The battery life thing is something I am still trying to get a solid handle on. I can't really say that I consistently get better mileage in ECO mode in every situation. There does seem to be a sweet spot with regards to cadence that seems to tax the motor/battery less, but I'm still trying to get that consistently figured out.



levity said:


> Issues: looking forward to being able to use the Mission Control App and having all the advertised features on the Blocks computer display.


The Mission Control capabilities on your 6.0 should be especially awesome. . . . . someday.

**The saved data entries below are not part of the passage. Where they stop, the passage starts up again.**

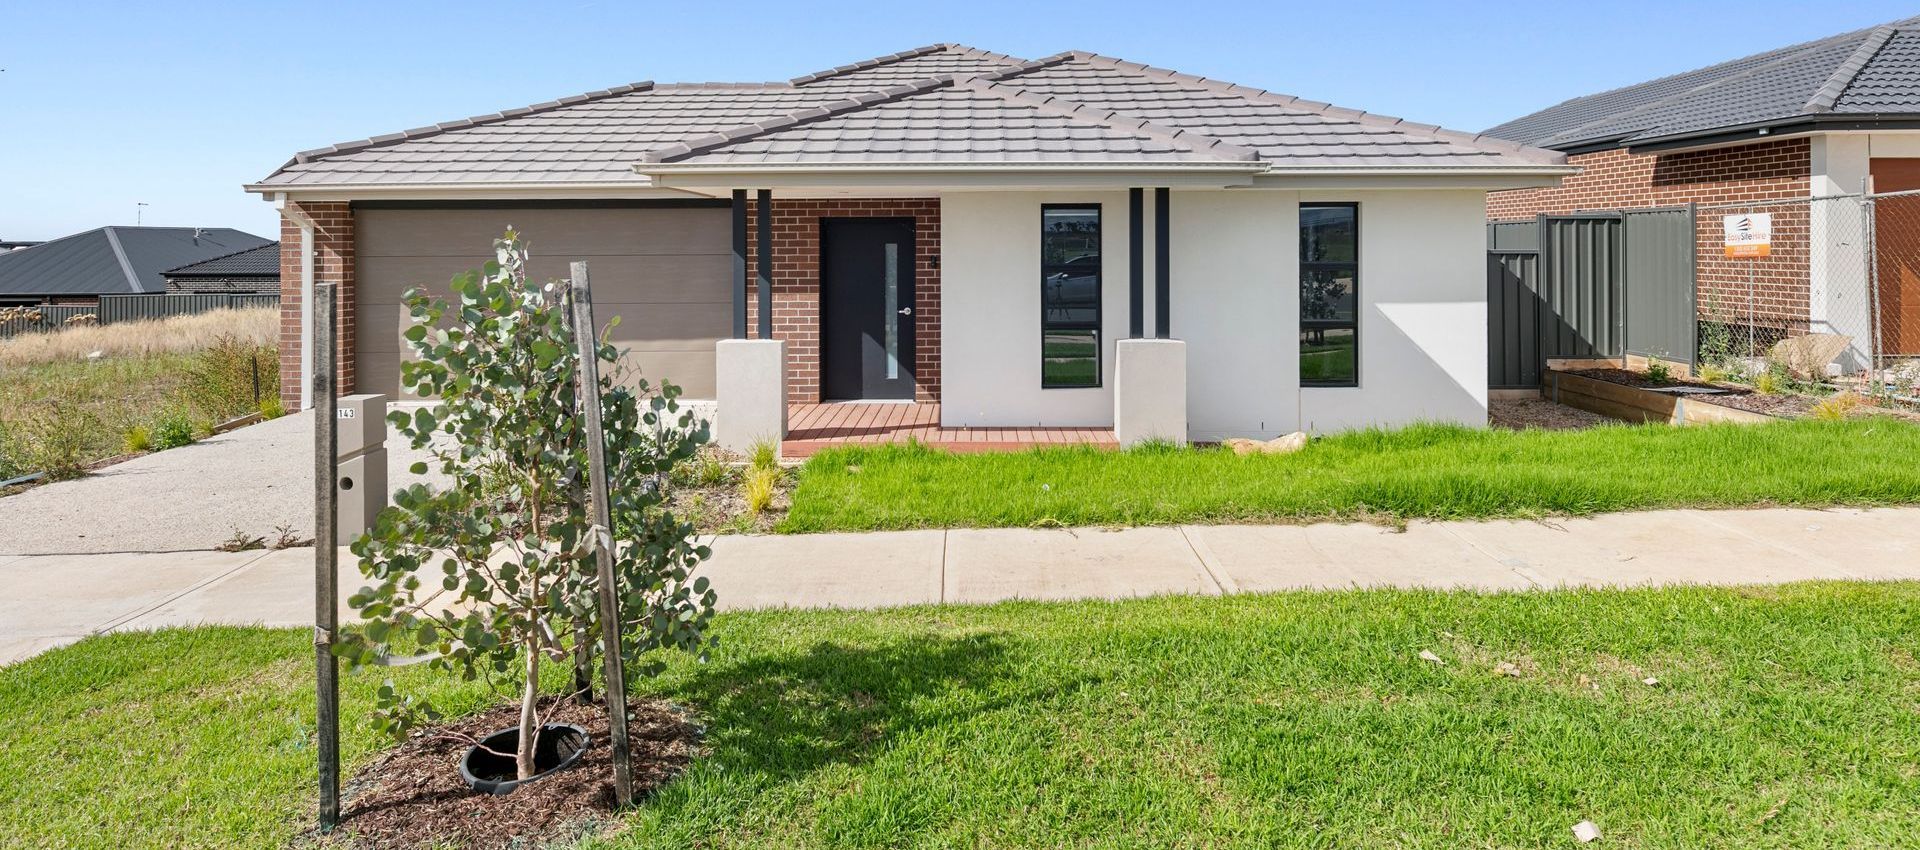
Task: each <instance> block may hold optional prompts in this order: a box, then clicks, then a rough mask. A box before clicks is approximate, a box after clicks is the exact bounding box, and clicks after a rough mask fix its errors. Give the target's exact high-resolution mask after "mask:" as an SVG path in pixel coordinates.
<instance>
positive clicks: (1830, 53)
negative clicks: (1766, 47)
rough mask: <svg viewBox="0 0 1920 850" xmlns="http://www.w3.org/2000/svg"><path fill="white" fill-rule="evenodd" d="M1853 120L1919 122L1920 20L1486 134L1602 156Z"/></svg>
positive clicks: (1814, 41) (1597, 97)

Thanks for the detailed write-up. Looking forward to more from you.


----------



## Giant Warp (Jun 11, 2009)

Nice pictures


----------



## levity (Oct 31, 2011)

A few more Vado pics, this time in the hills and valleys of California's central coast.

Figueroa Mtn road with poppies on hills in the background









View over the Santa Ynez Valley









Happy Valley Rd in Santa Ynez Valley









Chimney Rock Rd west of Paso Robles


----------



## Joshs475 (May 19, 2020)

That is awesome. Do you find that the weight dropped on the tires helps with battery life. Also, doesn't the front fender protect the motor. I would love to take mine off, but I was worried. Last thing. How do you like the shorter cranks, I find I hit the ground on tight turns if I try to pedal through them. Any guess on your cost for the tires, wheels and cranks?


----------